Sunday, 23 February 2014

One of Boyd and Richerson's objections to memes

Boyd and Richerson know some thing about cultural evolution, but aren't always down with memes. Here's one of their objections - from The Origin and Evolution Of Cultures.

The second, more substantive problem is that the analogy between genes and culture is not very deep. The two are similar in that important information is transmitted between individuals. Both systems create patterns of heritable variation, which in turn implies that the population-level properties of both systems are important. Population-level properties require broadly Darwinian methods for analysis. But this just about exhausts the similarities. The list of differences is much larger. Culture is not based on direct replication but upon teaching and imitation. The transmission of culture is temporally extended. It is not necessarily particulate. Psychological processes have a direct impact on what is transmitted and remembered. These psychological effects can produce complex adaptations in the absence of natural selection. Users of the meme concept seem to us to believe that it does more work than it really does.

Firstly, there are no complex adaptations in the absense of selection. Unless one argues that some selective processes are somehow "unnatural" I see no case against this thesis. Boyd and Richerson are arguing, I think - that intelligent design by humans can produce complex adaptations. However, this misses the basic and fundamental point of Campbell and many others that brain function depends on natural selection on multiple levels - selection between axon and dendrite spikes, selection between synapses, selection between ideas - and so on.

Boyd and Richerson argue that transmission of culture is "temporally extended" - while transmission of genes is not. This is false, I think, since transmission of genes is also "temporally extended". Organisms typically acquire genes throughout their lifespan as they acquire genomes from parasites and mutualist symbionts. Gene transmission is often a long, drawn-out process involving temporally extended phenomena - including parental care. The idea that transmission of genes is not "temporally extended" seems wrong in just about every way.
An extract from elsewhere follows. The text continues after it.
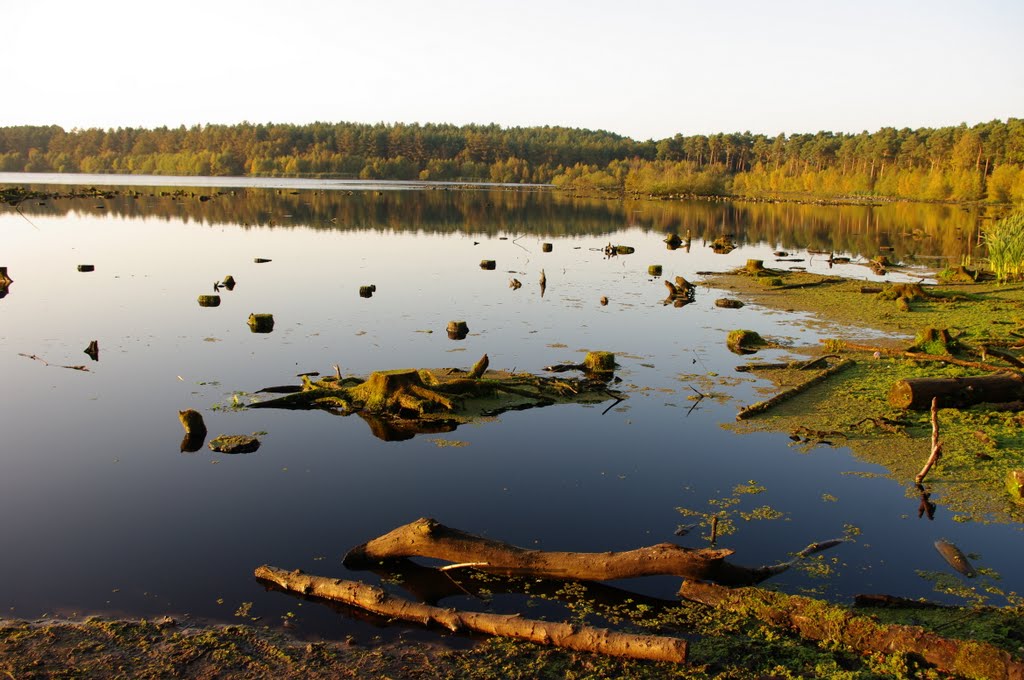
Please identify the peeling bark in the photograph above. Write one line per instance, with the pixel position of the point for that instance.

Boyd and Richerson argue that psychological processes have a direct impact on what is transmitted in cultural evolution - but not in organic evolution. This too, is mistaken. Psychological processes have a direct impact on what is transmitted in organic evolution too. In particular mate choice, and habits affecting parasite transmission affect gene transfer in a big way - if you are squeamish about rotting food you will probably wind up with a different set of parasites from someone who is afraid of social contact.

Both organic inheritance and cultural inheritance use high-fidelity template copying - and a range of other types of more sloppy and low-fidelity inheritance. Any idea that organic inheritance is entirely based on "direct replication" is mistaken - and the idea that some types of organic inheritance are not based on genes is using the molecular biology conception of a "gene" - which seems pretty irrelevant to me. The molecular biology conception of a "gene" is not what memetics is based on.

To recap a little, in my preferred terminology, "gene" is a general term for a piece of heritable information - and "genetics" is the science of heredity. That means that memes are a type of gene. To say "the analogy between genes and culture is not very deep" makes no sense from this perspective. It isn't an "analogy" in the first place - a meme is a type of gene. Memes can't be too different from genes - a meme is a kind of gene.

Basically, all of Boyd and Richerson's objections seem to be based on misunderstandings to me. Now, maybe this is the fault of memeticists, for not explaining these issues more clearly. However, these points aren't new objections that I'm raising - they are all in the memetics literature. The failure of academics to understand memes remains an ongoing, frustrating issue. This is now the internet era. Scientific differences can be discussed and explored online. Such differences of opinion should mostly fade in the face of the truth.